Yaccarino’s ascension to CEO in June signaled Musk’s commitment to winning back advertisers; her track record as an NBCU ad executive, along with the cheery persona she projected on X, seemed to foretell a brighter future for the company. But as Musk has continued to make off-hand announcements about the company’s roadmap, at times seemingly taking Yaccarino by surprise, outsiders have widely wondered about the true extent of Yaccarino’s authority and influence within the company.
In an interview last month, Yaccarino stressed that she does have autonomy from Musk as CEO. “Elon works on the technology and dreams up what’s next,” she said. “I bring it to market.”
Musk’s erratic behavior
Through it all, Musk has become the platform’s most consistent main character, weighing in on the largest issues of the day whether he is informed about them or not. When Paul Pelosi was brutally attacked in his own home, Musk baselessly amplified fringe conspiracy theories about the assault. He recommended that X users monitor the Israel-Hamas conflict by following an account known for spreading disinformation, before later deleting his post. He has obliquely defended “Dilbert” creator Scott Adams over racist comments and has condemned the financier George Soros, a frequent target of antisemitic conspiracy theories.
Musk appears to harbor an obsession with his own popularity on the platform, reportedly pressuring engineers to boost his own posts in users’ feeds after complaining his posts got fewer views than President Joe Biden’s during the Super Bowl.
In other contexts, Musk has leveraged his ownership of Twitter to promote politicians he personally favors, such as by helping to launch Florida Republican Gov. Ron DeSantis’ presidential campaign by way of a live Spaces event plagued by technical glitches. A week after that event, Musk held another Spaces event to promote Robert F. Kennedy, Jr., the vaccine skeptic and another presidential hopeful, and he promoted an interview between former Fox host Tucker Carlson and another republican contender, Vivek Ramaswamy. He has also hosted Benjamin Netanyahu, the conservative Israeli prime minister for a live discussion on X. Musk has said he’s willing to host candidates from across the ideological spectrum, but so far few if any politicians whom Musk disagrees with have been promoted in similar events.

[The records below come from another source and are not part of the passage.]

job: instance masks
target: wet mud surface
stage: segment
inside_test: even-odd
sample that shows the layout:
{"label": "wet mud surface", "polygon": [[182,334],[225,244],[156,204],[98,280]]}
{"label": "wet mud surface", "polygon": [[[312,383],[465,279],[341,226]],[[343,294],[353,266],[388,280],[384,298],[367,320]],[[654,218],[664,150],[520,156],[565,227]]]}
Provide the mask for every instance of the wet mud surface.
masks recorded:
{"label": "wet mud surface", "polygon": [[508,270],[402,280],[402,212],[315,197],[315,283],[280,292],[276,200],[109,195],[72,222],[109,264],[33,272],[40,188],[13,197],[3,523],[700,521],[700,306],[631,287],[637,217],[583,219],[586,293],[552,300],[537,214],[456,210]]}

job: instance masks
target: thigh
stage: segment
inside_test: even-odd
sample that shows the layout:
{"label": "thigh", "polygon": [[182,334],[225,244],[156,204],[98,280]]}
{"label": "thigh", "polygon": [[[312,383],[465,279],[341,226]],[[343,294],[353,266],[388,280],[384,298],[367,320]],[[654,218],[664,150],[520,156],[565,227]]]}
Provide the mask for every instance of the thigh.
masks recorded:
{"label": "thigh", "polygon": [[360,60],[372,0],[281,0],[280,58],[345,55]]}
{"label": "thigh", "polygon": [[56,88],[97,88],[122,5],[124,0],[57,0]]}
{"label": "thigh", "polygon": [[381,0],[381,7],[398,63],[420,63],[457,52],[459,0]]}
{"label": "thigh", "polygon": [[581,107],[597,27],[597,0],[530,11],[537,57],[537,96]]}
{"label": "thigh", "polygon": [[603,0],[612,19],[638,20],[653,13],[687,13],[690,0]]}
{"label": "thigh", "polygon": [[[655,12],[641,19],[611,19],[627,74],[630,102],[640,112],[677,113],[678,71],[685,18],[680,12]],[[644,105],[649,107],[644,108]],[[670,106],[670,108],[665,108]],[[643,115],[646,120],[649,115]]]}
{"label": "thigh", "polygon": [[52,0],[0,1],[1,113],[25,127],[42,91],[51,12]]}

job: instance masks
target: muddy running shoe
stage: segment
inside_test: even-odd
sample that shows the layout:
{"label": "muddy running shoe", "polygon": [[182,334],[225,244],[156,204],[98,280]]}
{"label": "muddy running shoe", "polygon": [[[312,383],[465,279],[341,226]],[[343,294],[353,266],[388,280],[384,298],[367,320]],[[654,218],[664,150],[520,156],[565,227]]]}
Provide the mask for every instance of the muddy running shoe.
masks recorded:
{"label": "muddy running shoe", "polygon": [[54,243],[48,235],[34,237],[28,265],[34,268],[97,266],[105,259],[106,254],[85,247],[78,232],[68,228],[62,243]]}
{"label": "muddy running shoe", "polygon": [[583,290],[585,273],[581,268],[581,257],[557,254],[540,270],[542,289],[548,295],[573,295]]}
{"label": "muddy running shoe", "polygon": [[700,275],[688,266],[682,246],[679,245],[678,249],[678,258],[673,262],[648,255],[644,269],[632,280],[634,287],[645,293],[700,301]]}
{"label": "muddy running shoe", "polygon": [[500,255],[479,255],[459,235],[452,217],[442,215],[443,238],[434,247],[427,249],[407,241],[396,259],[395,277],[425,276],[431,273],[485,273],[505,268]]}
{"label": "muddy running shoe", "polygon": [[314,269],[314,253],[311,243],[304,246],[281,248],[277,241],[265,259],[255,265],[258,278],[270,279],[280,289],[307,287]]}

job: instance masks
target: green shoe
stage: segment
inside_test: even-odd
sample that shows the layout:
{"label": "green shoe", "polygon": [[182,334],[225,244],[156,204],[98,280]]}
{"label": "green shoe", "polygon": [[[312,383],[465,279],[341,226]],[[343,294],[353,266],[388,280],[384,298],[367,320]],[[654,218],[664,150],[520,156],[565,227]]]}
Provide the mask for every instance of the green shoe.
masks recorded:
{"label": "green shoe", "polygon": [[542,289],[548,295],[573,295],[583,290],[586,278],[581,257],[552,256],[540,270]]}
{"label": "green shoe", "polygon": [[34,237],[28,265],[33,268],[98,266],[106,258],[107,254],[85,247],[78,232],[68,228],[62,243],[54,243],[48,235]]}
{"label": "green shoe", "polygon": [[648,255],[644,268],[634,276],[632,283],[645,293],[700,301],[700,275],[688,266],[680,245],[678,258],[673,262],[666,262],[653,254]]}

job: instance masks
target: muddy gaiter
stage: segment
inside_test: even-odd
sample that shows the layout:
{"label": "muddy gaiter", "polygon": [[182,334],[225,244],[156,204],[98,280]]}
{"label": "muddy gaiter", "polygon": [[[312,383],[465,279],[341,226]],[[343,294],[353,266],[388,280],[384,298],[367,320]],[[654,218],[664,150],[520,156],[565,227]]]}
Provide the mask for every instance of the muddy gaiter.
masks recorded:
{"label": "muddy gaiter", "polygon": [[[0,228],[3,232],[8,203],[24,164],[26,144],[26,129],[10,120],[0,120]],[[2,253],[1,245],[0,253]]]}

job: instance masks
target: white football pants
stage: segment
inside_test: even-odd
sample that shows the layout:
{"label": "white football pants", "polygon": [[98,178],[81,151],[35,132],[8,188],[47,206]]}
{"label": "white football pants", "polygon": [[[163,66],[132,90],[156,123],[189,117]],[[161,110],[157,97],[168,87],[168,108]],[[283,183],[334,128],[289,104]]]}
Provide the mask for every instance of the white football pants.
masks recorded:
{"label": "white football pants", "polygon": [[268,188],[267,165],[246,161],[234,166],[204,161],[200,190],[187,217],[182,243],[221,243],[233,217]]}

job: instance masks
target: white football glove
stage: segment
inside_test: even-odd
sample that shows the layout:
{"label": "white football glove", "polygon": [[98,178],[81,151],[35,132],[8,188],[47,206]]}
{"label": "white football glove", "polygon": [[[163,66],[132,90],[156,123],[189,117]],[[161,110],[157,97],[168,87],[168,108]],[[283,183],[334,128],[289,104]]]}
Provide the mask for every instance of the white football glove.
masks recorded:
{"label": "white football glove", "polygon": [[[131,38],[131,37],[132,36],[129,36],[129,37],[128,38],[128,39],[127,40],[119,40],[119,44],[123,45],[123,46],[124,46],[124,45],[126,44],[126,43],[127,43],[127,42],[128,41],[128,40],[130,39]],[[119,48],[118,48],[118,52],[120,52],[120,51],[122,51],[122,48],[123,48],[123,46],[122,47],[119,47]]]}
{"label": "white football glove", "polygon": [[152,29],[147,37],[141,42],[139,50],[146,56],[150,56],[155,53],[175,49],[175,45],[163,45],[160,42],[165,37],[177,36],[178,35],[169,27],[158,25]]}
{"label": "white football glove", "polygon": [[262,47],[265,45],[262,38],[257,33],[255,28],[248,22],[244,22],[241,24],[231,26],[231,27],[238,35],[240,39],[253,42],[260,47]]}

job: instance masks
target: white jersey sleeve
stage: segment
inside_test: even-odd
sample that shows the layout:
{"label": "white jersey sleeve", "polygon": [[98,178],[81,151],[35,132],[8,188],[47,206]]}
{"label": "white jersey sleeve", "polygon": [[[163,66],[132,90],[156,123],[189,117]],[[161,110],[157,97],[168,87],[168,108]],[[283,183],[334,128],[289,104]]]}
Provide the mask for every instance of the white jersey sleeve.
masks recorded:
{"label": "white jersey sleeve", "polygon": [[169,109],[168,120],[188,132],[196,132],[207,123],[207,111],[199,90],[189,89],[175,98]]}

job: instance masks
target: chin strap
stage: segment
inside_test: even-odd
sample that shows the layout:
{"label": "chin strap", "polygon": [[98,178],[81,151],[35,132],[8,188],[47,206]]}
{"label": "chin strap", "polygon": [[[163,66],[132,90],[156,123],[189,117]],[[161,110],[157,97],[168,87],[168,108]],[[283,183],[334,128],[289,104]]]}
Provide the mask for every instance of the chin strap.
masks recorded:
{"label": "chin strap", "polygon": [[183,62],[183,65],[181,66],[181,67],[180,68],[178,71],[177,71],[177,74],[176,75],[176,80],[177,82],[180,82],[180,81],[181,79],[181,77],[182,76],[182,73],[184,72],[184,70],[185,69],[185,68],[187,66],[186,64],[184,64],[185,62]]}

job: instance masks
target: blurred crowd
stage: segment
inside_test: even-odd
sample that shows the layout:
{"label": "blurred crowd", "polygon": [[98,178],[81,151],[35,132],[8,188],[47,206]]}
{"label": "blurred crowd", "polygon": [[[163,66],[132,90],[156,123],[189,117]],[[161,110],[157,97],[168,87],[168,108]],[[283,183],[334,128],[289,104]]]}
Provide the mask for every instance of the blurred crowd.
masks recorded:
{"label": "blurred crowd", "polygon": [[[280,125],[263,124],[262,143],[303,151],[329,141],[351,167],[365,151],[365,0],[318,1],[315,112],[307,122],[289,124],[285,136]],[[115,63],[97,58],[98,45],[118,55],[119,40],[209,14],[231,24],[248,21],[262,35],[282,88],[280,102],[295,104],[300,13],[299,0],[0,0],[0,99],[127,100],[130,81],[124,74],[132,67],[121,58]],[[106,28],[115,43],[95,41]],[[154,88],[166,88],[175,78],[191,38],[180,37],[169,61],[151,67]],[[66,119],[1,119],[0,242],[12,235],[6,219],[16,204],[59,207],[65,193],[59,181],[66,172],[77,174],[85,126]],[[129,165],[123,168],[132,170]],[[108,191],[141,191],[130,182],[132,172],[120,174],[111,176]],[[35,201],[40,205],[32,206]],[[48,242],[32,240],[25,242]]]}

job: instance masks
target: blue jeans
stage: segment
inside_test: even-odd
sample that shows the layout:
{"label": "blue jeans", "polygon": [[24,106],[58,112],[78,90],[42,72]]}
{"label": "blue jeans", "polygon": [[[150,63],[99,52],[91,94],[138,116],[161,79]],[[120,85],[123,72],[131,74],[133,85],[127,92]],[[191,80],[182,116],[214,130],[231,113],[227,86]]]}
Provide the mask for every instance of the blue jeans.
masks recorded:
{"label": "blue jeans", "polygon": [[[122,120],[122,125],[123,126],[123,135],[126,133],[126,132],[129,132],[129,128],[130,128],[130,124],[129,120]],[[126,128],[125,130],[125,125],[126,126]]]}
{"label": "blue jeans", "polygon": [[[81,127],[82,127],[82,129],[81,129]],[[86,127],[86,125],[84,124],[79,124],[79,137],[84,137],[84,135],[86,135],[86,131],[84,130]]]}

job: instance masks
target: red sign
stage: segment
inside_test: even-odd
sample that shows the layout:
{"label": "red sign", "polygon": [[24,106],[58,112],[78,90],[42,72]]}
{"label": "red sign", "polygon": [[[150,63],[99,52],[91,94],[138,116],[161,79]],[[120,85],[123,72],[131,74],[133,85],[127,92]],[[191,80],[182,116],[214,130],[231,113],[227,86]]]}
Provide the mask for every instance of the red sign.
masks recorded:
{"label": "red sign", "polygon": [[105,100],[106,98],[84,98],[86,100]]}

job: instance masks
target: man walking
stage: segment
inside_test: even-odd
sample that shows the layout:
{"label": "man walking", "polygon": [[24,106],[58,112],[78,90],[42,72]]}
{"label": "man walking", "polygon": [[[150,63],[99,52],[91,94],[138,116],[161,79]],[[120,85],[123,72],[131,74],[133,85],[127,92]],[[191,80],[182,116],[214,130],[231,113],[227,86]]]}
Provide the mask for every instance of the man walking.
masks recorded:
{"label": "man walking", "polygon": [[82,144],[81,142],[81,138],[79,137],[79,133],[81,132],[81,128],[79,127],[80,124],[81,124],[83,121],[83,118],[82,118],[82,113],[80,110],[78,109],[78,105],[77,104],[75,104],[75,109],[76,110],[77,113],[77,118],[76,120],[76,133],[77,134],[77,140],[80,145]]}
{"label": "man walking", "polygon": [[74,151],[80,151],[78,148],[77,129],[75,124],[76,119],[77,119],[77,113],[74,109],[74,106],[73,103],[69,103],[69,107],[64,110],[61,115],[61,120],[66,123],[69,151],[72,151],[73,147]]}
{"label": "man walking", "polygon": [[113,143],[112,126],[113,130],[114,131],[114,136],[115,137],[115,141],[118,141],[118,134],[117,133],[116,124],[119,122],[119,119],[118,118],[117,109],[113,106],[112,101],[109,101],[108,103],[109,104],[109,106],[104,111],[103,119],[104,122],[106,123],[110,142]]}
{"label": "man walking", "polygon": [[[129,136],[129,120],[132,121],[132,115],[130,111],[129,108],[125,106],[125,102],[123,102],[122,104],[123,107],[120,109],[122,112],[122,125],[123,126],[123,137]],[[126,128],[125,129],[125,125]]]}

And, in an attempt to prove that former Twitter executives deliberately discriminated against conservatives on the platform, Musk provided a handpicked group of journalists with selective access to company records. The resulting reports, known as The Twitter Files, purported to reveal a nefarious campaign of suppression. However, the internal communications actually corroborated existing accounts of how Twitter struggled to handle a 2020 New York Post article involving Hunter Biden and his laptop. Musk’s own lawyers later would go on to dispute the insinuations and allegations in The Twitter Files as they tried to prevent Trump from pursuing a case against the company in court.
Musk has also used the platform to promote his other companies and to hit back at his detractors — everyone from former employees to various regulatory bodies scrutinizing his ownership of the platform.
It is perhaps Musk’s all-consuming presence that has most undermined what users used to love about Twitter. The platform was once a place to hear from lots of different kinds of voices; where any given user might be leading the day’s “discourse” with the newsiest, most entertaining or controversial bit of content; where there was indeed sometimes toxicity, but it was generally overpowered by useful, up-to-the-minute news and commentary. Now, it’s the Musk show, and users increasingly seem inclined to tune out.